Meanwhile, victory continued to win an agonizing game of keep-away against Finau, who was perfect on putts of 10 or fewer feet until he got to the playoff.
Since he won a second-tier event in Puerto Rico in 2016, this was the 37th time on the PGA Tour that Finau has finished second through tenth. He has been the runnerup in three consecutive events.
Finau’s list of grudges could exceed Tony Soprano’s. Instead, he managed a weather-beaten smile.
“I didn’t execute the right shot on the last one and it came back and bit me in the butt,” he said. “But I played really well this time. Usually when I’ve had a chance to win, I’m not the guy who goes low.
“Sports is about winning. But you’re going to lose a lot more often than you win. I never get tired of playing good golf. I’m not going to be the guy who fades from the sunset because he doesn’t win.
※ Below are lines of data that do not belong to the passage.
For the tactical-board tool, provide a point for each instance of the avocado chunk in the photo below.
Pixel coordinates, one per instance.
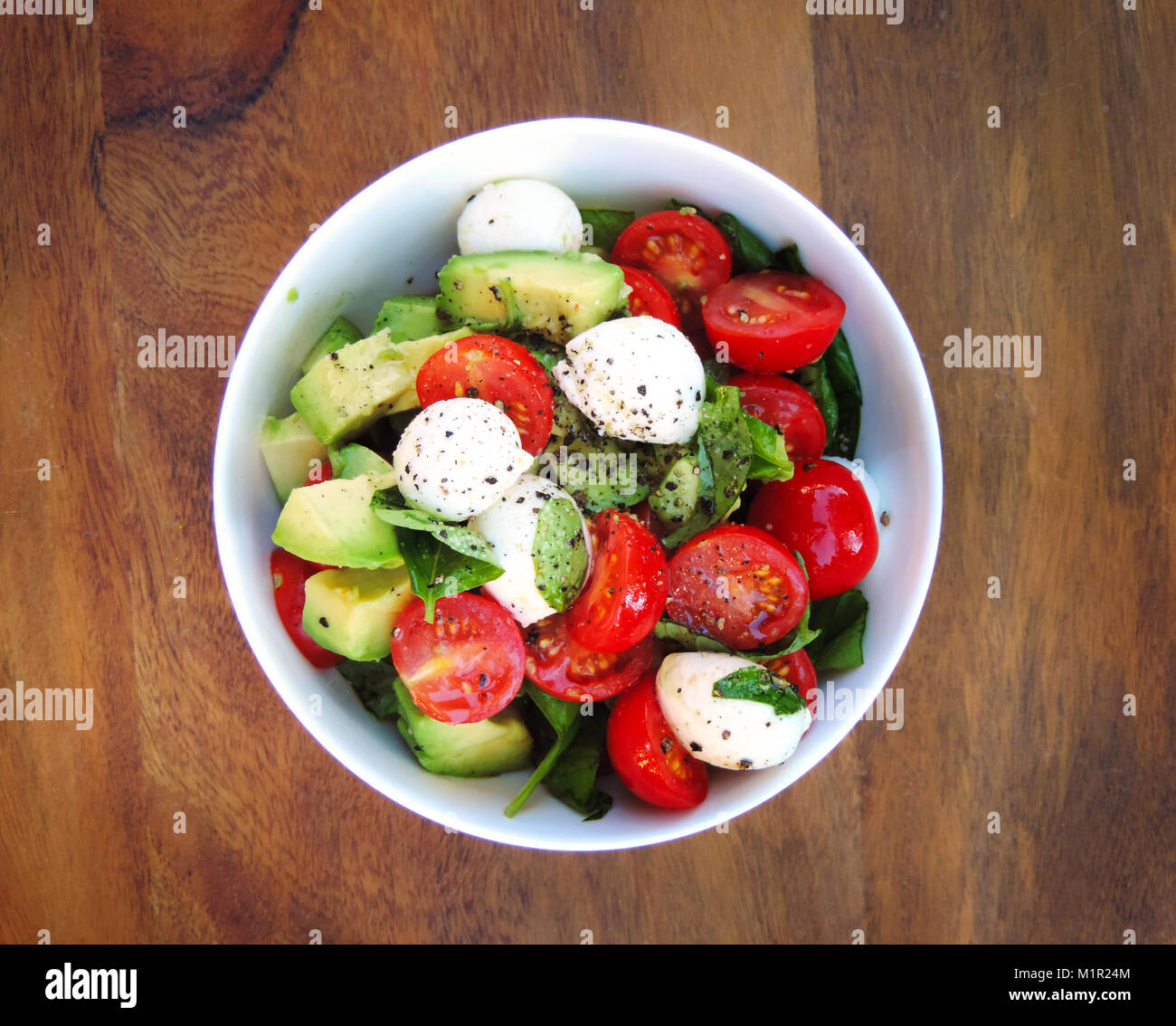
(340, 333)
(411, 317)
(289, 450)
(498, 744)
(353, 611)
(352, 461)
(349, 388)
(555, 294)
(333, 523)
When I do win, it’s going to be like a domino effect.”
Years ago, a ban on Riviera fans would have devastated young Max. He insisted on going to the tournament with his dad John, an acting coach, and not just because he craved the soft pretzels, which he did.
“It’s the place where I learned to love the game,” he said.
Providentially, Homa began his career amid social media, which he handles expertly. He has said that he has a much bigger fan base than his golf has ever deserved. Maybe that will change. Homa has four Top 25 finishes in his past five events, including a Top One on Sunday
He said he didn’t think acting translated into golfing, “except for the times when I act like I’m the best player in the world, which I know is not the case.”
But there are other times Tiger does indeed give y0u the trophy, and all your good shots outnumber your one bad one, and everybody else falls away while you’re left standing.
Homa kneeled on the 14th green and let the tear ducts work. It’s golf. Everybody needs a little mercy now.